A repudiation of the Duterte doctrine

Carlito Salomon was dismissed from government service when he tested positive for shabu or crystal meth, the street name for the illegal stimulant, methamphetamine hydrochloride, during a random drug test 14 years ago. He was lucky it happened in 2011, not five years later, when Rodrigo Duterte assumed the presidency and waged a bloody war that left scores of drug suspects dead.
But in a landmark ruling made public on May 20 this year, the Supreme Court asserted that even the dismissal of the Muntinlupa City engineer had been unwarranted, as it found that civil servants like Salomon deserved a second chance and a shot at rehabilitation. In doing so, the country’s highest court restored a concept unfamiliar to the former president—due process.
With its decision, the Supreme Court delivered an institutional repudiation of the Duterte doctrine that drug users are irredeemable and disposable. It likewise affirmed that addiction is an illness, not a crime, and certainly not a death sentence.

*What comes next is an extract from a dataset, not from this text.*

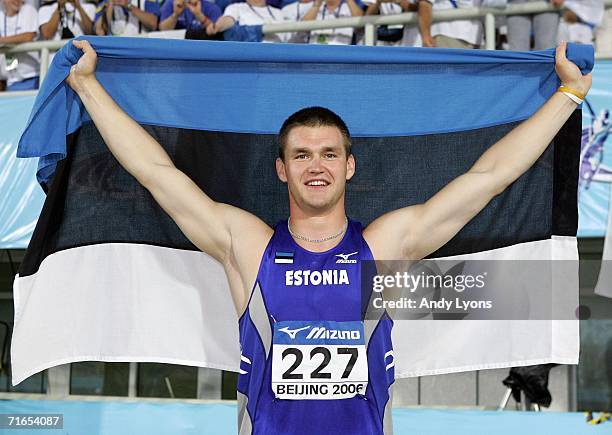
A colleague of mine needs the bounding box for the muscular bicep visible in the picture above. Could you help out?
[364,171,499,260]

Unlike Salomon, Duterte’s drug war victims didn’t have the benefit of a drug test, let alone a second or a third one. In many “Oplan Tokhang” cases, only a checklist was needed: a name, a suspicion, and an execution.
Polar opposite
As explained by its spokesperson Camille Ting, the high tribunal upheld a Court of Appeals ruling that found Salomon guilty of grave misconduct after testing positive for shabu. But instead of rubber-stamping his dismissal, the court ordered a retesting and laid down a clear framework for rehabilitation. If Salomon’s result comes back negative, he may be allowed to claim benefits and return to public service. If he tests positive again, a drug dependency examination and an intervention program will follow.
“Once certified fully rehabilitated and fit to work by his doctor, the CSC (Civil Service Commission) shall reassess his status,” Ting said, stressing that a government employee’s dismissal is only an option “if they refuse to cooperate or fail the intervention program.”
This is what due process looks like: measured, humane and anchored in constitutional rights. It is the polar opposite of what was passed off as justice under the previous administration, where neighborhood gossip was all the authorities needed to pull the trigger.
While Salomon had the privilege of an investigation, an appeal to the CSC, a review by the Court of Appeals, and now a Supreme Court ruling, thousands of drug suspects under “Tokhang” enjoyed none of that. They were executed first and denied justice permanently.
Twisted legacy
President Marcos appears to be turning away from his predecessor’s twisted legacy, even if not always decisively. He has publicly admitted that he initially focused on big-time suppliers to distance himself from the previous administration’s bloodbath. “I avoided the policy of just killing anyone who’s just suspected or accused [of using drugs],” the President said.
This course correction, however, comes with contradictions, as Mr. Marcos now wants a renewed focus on “small-time” drug offenders, saying “the addicts are coming back, [and] we need to work on that.”
His concern is not without merit, but also not without its dangers. In the absence of robust legal safeguards and institutional restraint, even the well-intentioned can fall into the same kill-or-be-killed trap that turned communities into graveyards under Duterte.
The Philippine National Police boasted that under Mr. Marcos’s “bloodless” anti-drug campaign, P43.8 billion worth of drugs were seized from July 2022 to May 2025, triple the amount from a similar period under Duterte.
A precedent and a clear message
But the true measure of success in the anti-drug campaign is not in the peso value of drug seizures, but in whether fundamental rights are protected, and whether law enforcers understand that protecting the law does not require extinguishing life.
The Salomon ruling should serve as a precedent and a clear message to every barangay official with a so-called “watch list,” to every police officer who equates effectiveness with a rising death toll, and to public servants still operating under the shadow of “Tokhang”: The prevalence of violence as policy must end.
This decision should also remind the Marcos administration that a humane approach to the drug problem goes beyond simply reducing the number of fatalities. It requires building credible institutions that treat drug dependence as a public health concern instead of a justification for extrajudicial action.
The Supreme Court’s decision speaks volumes to those watching from The Hague, where Duterte stands accused of crimes against humanity. It shows that despite the long shadow cast by his drug war, the judiciary is capable of seeing the light and delivering justice. But that justice must extend not only to public officers like Salomon, but to thousands of drug suspects who were never even given the dignity of a drug test.